In historic times defence was applied in layers. Not only did the Castle have walls, a drawbridge and a moat, but individuals used armour, weapons and various tactics in order to protect what was valuable to them.
Today we value data. And just like the days of yore, the application of defensive layers is paramount. A layered security model means that a single breach is unlikely to compromise security. In fact, when designed and maintained effectively, such a model could withstand several breaches.
The Australian Government mandates that agencies comply with the Protective Security Framework and Information Security Manual. This framework, and it’s associated controls, are designed to protect data at multiple layers. Layers such as data encryption (at rest and in transit), physical security, network security, application security and personnel security. Whilst individual components are important, it is how they complement each other that ensure’s their effectiveness.

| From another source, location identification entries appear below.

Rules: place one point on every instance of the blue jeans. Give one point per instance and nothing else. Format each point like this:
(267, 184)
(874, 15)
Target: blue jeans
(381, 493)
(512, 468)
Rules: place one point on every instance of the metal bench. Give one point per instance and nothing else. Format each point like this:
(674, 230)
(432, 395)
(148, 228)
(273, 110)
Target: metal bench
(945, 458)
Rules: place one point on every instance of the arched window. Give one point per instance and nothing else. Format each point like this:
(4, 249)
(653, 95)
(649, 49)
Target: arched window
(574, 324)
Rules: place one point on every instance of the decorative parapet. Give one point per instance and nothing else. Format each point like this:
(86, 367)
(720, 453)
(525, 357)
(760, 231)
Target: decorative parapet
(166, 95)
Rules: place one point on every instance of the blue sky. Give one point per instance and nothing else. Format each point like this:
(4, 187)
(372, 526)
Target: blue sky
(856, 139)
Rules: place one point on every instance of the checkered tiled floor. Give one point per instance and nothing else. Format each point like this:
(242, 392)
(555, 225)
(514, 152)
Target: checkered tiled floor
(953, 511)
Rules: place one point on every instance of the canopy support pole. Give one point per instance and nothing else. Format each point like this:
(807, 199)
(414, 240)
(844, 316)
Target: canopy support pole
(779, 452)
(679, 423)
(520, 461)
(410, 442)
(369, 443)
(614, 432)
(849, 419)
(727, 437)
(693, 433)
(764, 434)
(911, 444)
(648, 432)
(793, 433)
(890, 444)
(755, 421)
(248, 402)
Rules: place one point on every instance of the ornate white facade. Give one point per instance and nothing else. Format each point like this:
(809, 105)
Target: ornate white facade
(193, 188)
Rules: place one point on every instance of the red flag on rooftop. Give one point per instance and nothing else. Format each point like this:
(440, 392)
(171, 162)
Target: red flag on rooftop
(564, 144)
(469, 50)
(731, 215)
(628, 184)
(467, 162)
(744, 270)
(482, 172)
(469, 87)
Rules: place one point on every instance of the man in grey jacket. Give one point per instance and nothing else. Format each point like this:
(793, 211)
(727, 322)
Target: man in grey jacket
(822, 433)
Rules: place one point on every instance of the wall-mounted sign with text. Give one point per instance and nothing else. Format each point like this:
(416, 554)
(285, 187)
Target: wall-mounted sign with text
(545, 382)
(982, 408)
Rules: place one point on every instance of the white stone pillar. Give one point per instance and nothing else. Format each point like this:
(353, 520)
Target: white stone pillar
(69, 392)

Whilst the process of compliance with these controls is sound practice, of equal, or greater, importance is the culture of security in the organisation. Are personnel aware of their responsibilities and good security practice? Is activity monitored? Is security information regularly circulated? Does the organisation measure it’s security performance? By promoting a culture of security, the significant investment to secure data technically is not wasted. Even the very best technology cannot counter poor practice.
The strongest fence succumbs to an open gate.
If you’re tasked with data security in your organisation make sure you consider the integration of security technology and security culture as part of your overall security approach. By promoting a strong culture and ensuring component layers complement each other you significantly increase your data’s defences.